If everything is OK, it will report Gene models in provided GFF3 passed all checks!

If a certain feature did not pass a check, the script will prematurely terminate and report an error message. For example ValueError: The end coordinate of ctg012.gene0001-1 does not correspond to the last CDS end coordinate. Now you know where to go in your GFF3 file and fix the problem! After fixing it, rerun the tool.

You can also optionally print all protein CDS sequences in FASTA format with the –print_proteins option:

validate_gene_models_in_gff3.py -g Ergobibamus_cyprinoides_CL.recurated.gff3 -f Ergobibamus_cyprinoides_CL.scaffolds.fa --print_proteins > ergo_proteins.fasta

NOTE: Currently, the checks performed in the script assume that you haven't annotated any UTRs in your GFF3. If you have UTR (three_prime_UTR or five_prime_UTR) features, for example the start coordinate of the first CDS will not match the start coordinate of the gene. It will thus throw an error, even though your GFF3 is perfectly fine. Something I'll have to fix in the future.

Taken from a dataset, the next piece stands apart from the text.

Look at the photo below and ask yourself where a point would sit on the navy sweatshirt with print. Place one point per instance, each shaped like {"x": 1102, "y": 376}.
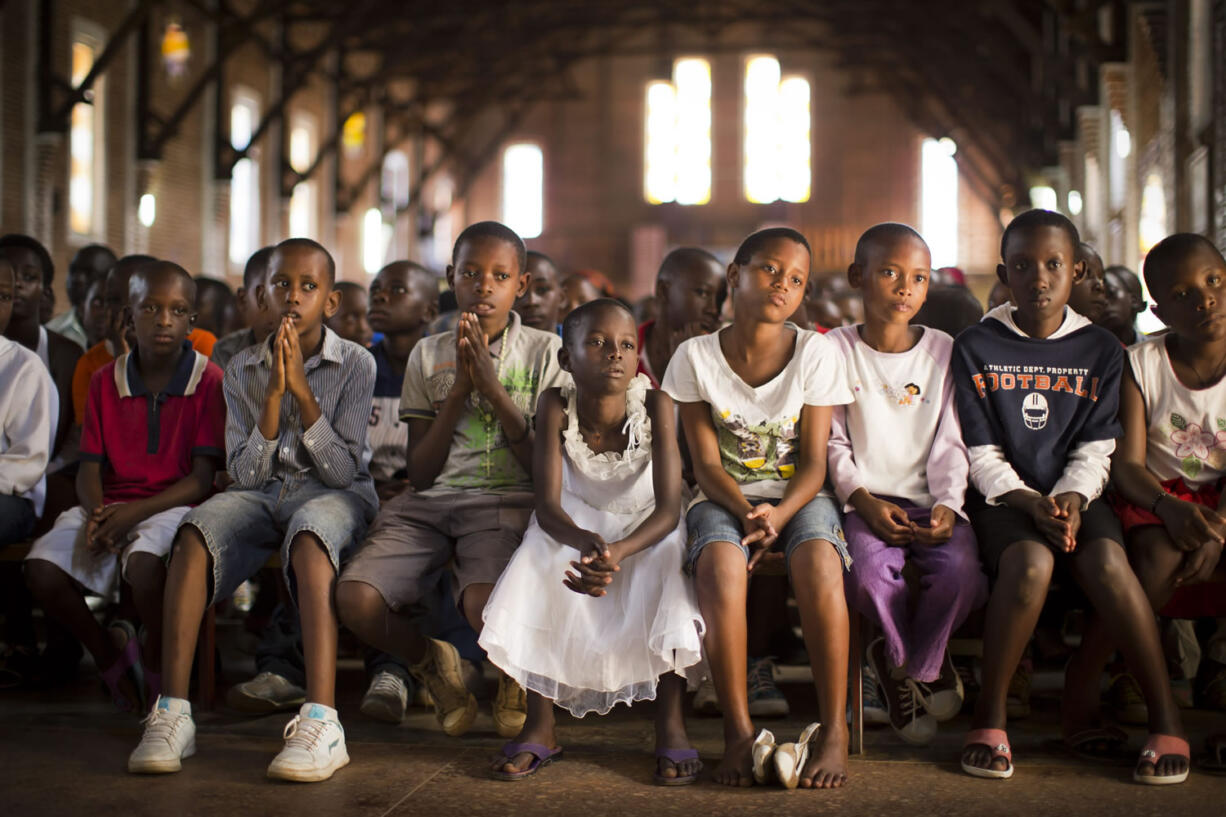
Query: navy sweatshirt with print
{"x": 1037, "y": 399}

UPDATE (Jan 2025): It should now account for UTRs

During your curation, you may be forced to make new gene names that stray from the original format. For example, if you found that gene FUN_000012 was actually two genes that were wrongly fused, you may have split them up into FUN_000012-1 and FUN_000012-2. This is perfectly fine, but may cause problems if you want to feed the curated GFF3 as input to for example funannotate annotate or funannotate update.

To re-streamline gene names, you can make use of the funannotate util gff-rename utility:

funannotate util gff-rename \
    --gff3 Ergobibamus_curated.gff3 \
    --fasta Ergobibamus_contigs.fasta \
    --locus_tag PYV62 \
    --out Ergobibamus_curated_renamed.gff3

Note that I have also added a new locus tag here, PYV62. This was the locus tag assigned to me by the NCBI genome submission portal.